Dust And Shadow: An Account of the Ripper Killings by Dr John H. Watson

30 Jan

One of the wonderful things about the GoodReads site is that the friends you make there recommend books to you. My mate Derek recommended “Dust and Shadow: An Account of the Ripper Killings by Dr John H. Watson” by Lyndsay Faye to me. I am so very glad he did.

I admit I was worried at first, because Sherlock Holmes vs Jack the Ripper has been done to death in both books and film. I need not have worried as “Dust and Shadow” is an excellent Sherlock Holmes pastiche.

The story fairly rips along (sorry) and the original characters have bounce and zest that blends well with Holmes and Watson.

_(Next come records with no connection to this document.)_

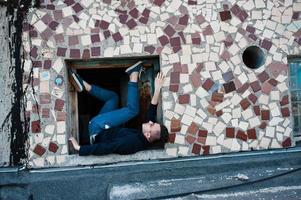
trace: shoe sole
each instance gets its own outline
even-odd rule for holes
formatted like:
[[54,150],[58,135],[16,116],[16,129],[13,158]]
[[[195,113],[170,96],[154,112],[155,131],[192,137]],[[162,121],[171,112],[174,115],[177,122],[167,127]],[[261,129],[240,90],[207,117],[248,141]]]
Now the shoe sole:
[[131,71],[132,69],[135,69],[135,67],[141,65],[142,63],[143,63],[142,61],[139,61],[139,62],[135,63],[134,65],[132,65],[132,66],[130,66],[129,68],[127,68],[127,69],[125,70],[125,72],[129,74],[130,71]]

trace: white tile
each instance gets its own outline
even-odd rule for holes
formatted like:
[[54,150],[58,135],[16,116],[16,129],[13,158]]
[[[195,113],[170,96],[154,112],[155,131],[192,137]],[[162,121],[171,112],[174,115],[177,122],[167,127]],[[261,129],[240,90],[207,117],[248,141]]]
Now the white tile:
[[180,134],[176,134],[175,144],[185,144],[185,137]]
[[270,138],[263,137],[259,143],[259,146],[267,149],[269,147],[270,143],[271,143]]
[[249,123],[250,123],[250,127],[254,128],[257,127],[261,124],[261,121],[259,119],[259,117],[253,117],[251,119],[249,119]]
[[175,106],[175,112],[182,115],[185,111],[185,106],[181,105],[181,104],[176,104]]
[[169,155],[169,156],[172,156],[172,157],[177,157],[178,154],[178,149],[177,148],[166,148],[166,154]]
[[232,119],[232,115],[231,115],[230,113],[224,113],[224,114],[221,116],[221,118],[224,120],[224,122],[225,122],[226,124],[228,124],[228,123],[231,121],[231,119]]
[[245,111],[242,112],[242,116],[245,120],[250,119],[251,117],[253,117],[253,110],[246,109]]
[[216,124],[216,126],[213,128],[213,133],[216,135],[216,136],[219,136],[226,128],[226,124],[224,124],[223,122],[218,122]]
[[212,129],[213,129],[213,125],[210,124],[210,123],[208,123],[208,122],[203,122],[202,128],[204,128],[205,130],[207,130],[208,133],[211,133]]
[[237,139],[232,140],[231,151],[239,151],[241,148],[240,144],[237,142]]
[[211,149],[212,149],[212,153],[213,154],[217,154],[217,153],[221,153],[222,152],[221,146],[214,146]]
[[181,156],[187,156],[188,155],[188,150],[189,150],[188,147],[180,146],[178,154],[181,155]]
[[193,121],[193,117],[186,115],[186,114],[183,115],[182,120],[181,120],[181,122],[186,125],[190,125],[192,121]]
[[83,35],[80,37],[81,39],[81,44],[83,46],[88,46],[88,45],[91,45],[91,36],[90,35]]
[[265,135],[267,137],[270,137],[270,138],[275,137],[275,127],[267,126],[265,130],[266,130]]
[[206,145],[212,145],[215,146],[216,145],[216,137],[215,136],[207,136],[206,138]]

The main attraction of this book to me is that Ms Faye has managed to capture that beautiful friendship between Sherlock Holmes and John Watson perfectly. The depth and warmth of the friendship shines through, and if Sherlock Holmes is a little more human than he is in the canon, it only adds lustre to the friendship.

A word on her Inspector Lestrade. Perfect. This is the best literary capture of the inspector I have seen. Too many authors make him a bumbling idiot. Sherlock Holmes himself said in the canon that Lestrade is the best that Scotland Yard has. You get to see that Lestrade in this book.

Ms Faye’s Jack the Ripper research was impeccable, making the story just a little more believable than most of the other Sherlock Holmes/Jack the Ripper outings.

And if you are very, very good, you might pick up on the identity of the Ripper, prior to the big reveal.  It’s a beauty.

I have no hesitation in recommending Dust and Shadows to any Sherlock Holmes fans, Ripperologists, or anyone who enjoys a great Victorian detective yarn.